Everyone loves the film. Something in the nostalgic British psyche likes to think of a gang of ruthless desperadoes lodging with a dear old lady, pretending to be a chamber music quartet, but being foiled by her innocence and their own incompetence. It was a jewel of Ealing cinema and then a wonderful stage adaptation, and now Eastern Angles home in on it, in their Christmassy panto spirit, with their own spoofy account of a similar old lady, Binkie, and her boarding-house in a quiet Ipswich lane (it’ll be a side street in Peterborough when they move it there).
This time, to enable in-jokes about actors, theatre production finances and crazy headgear, the villains have broken out of Norwich jail and their plan is to put on The Importance of Being Earnest, lure in the whole street and nip out to burgle their empty houses during brief periods offstage. A cast of five is valiantly gender-blind (Emma Barclay doubles as Binkie and as CowCrusher the heavy, and Keshini MIsha is Chugger). And, for a lot of the time, they’re very funny. Especially Daniel Copeland as the dimmest, beardiest of them . His veteran drop-dead timing provides the best laughs of the show. Especially when he plays Gwendolen and rather likes it. And it’s quite funny when he plays the flute too, in the musical numbers, because a big bearded heavy with a sweet piping flute always is.
Which is, I fear, a bit more drawn-out than it need be.
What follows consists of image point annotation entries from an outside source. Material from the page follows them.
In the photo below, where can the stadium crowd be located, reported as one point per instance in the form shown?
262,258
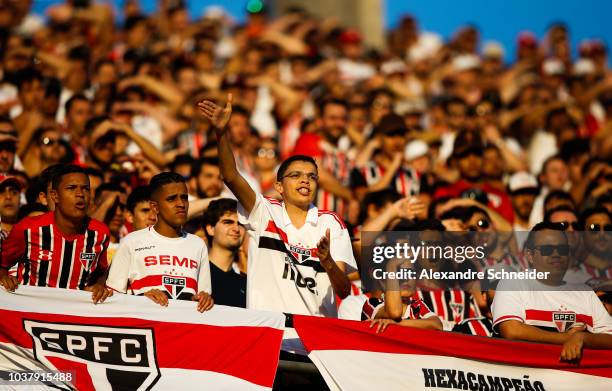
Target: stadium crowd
120,139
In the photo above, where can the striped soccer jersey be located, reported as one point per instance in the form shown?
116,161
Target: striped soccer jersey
146,260
48,257
451,305
284,270
535,304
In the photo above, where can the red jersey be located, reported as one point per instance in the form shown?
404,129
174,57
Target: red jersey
48,257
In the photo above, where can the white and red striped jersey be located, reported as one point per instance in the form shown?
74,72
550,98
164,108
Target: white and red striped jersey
284,270
406,181
535,304
147,260
48,257
451,305
592,276
481,326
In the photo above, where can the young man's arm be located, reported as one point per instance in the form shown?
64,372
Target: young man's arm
13,248
219,117
335,270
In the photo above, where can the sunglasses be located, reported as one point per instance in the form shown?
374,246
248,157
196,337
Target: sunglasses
599,227
548,249
575,225
9,146
49,141
481,224
266,152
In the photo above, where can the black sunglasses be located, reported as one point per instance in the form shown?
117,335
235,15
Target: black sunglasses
9,146
547,249
575,225
480,224
599,227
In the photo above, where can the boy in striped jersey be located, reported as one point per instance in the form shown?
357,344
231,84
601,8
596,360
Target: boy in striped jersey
551,310
298,255
64,248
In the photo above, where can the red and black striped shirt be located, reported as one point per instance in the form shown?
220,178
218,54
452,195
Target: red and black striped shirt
48,257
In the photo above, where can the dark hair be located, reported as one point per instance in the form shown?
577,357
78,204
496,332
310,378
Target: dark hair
74,98
332,101
196,166
464,213
30,207
548,161
282,169
27,75
90,171
64,170
544,225
378,199
560,208
558,194
216,210
109,186
164,178
139,194
592,211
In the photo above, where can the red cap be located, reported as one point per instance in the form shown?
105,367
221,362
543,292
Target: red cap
9,180
527,39
350,36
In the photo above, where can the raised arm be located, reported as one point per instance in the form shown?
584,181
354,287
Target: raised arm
219,117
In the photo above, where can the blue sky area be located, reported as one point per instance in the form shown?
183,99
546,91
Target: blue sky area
499,20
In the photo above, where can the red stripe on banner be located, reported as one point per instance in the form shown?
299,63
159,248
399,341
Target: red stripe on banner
334,334
249,353
547,316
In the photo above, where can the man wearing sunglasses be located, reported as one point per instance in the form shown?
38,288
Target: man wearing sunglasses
8,145
596,266
550,310
298,255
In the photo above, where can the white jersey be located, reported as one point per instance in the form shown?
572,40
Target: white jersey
284,271
147,260
535,304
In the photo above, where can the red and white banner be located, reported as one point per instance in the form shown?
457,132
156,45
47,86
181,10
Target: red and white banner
131,343
350,356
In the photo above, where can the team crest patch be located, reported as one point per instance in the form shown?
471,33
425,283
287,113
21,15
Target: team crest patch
87,259
300,254
564,320
174,285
Laura Keefe’s direction is full of good gags, not least the meta-theatre moments when they use us as the gullible audience, and Barclay’s turn as Binkie , full of local jokes (again, they’ll adapt them for Peterborough) is fun (“This is Rushmere Community Centre, where I first performed the Downward Dog”) . I loved the music, especially the robbery song, and more of that and less of the slower jokes would help. But, as so often, the spirit of place and the general glee the Angles’ Christmas show carries it through. Even into this filthy January.